舉棋不定 (Jǔ Qí Bù Dìng)
October 17, 2014 Updated: February 6, 2016

The Chinese idiom 舉棋不定 (jǔ qí bù dìng) translates as “lift up a chess piece and hesitate about what move to make.” Literarily, it means to not able to make up one’s mind or to blow hot and cold on a matter. It comes from a story recorded in the book Zuo Zhuan (1).

During the Spring and Autumn Period (770–476 B.C.), King Xian of the state of Wei was a tyrant. In 559 B.C., he was overthrown and driven out of the state by ministers Sun and Ning, then Xian’s brother became the king.

Many years passed. Ning regretted driving Xian out of the state and he told his son Diaozi, who was then a powerful minister, to help Xian return to Wei.

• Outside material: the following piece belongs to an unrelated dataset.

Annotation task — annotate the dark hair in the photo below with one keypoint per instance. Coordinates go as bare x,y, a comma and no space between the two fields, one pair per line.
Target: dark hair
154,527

Xian actually had been preparing to take revenge, so he took this opportunity and sent Diaozi a message, promising he would never be a threat to him.

Diaozi discussed this with other ministers. One minister advised him not to believe Xian, saying: “He was a tyrant by nature. Your father drove him out of the country and now you want him back? It is like playing chess and not having a consistent plan. If you just hold the chess piece and hesitate about your next move, you will surely lose.”

However, Diaozi insisted on and succeeded in getting Xian back to the state of Wei. In 546 B.C., Xian killed Diaozi and all the people who were involved in forcing him to leave the country 12 years before.

Later, people used this idiom to describe someone who is very hesitant, unable to make up his or her mind, or people who change their minds often.

A similar Chinese idiom is猶豫不決 (yóu yù bù jué), which is literally translated as “to hesitate and not decide.” It means to not be able to make up one’s mind or to be indecisive.

The “you” (猶) in this idiom was a kind of legendary animal that was extremely timid and suspicious. Whenever it heard a sound, immediately it would fearfully hide itself, suspecting that there was a hunter nearby trying to catch it or other animals to harm it.

The you would usually jump up into a tree and hide, poking its head out to peek and look all around. Over and over, the you would repeat this behavior, with the result that it spent half of its day running up and down trees and wasted a lot of energy.


“Zuo Zhuan” (), also called “Chunqiu Zuo Zhuan,” is one of the most important sources for understanding the history of the Spring and Autumn Period (770–476 B.C.). It was attributed to Zuo Qiuming before 389 B.C. and considered a commentary to the “Spring and Autumn Annals.”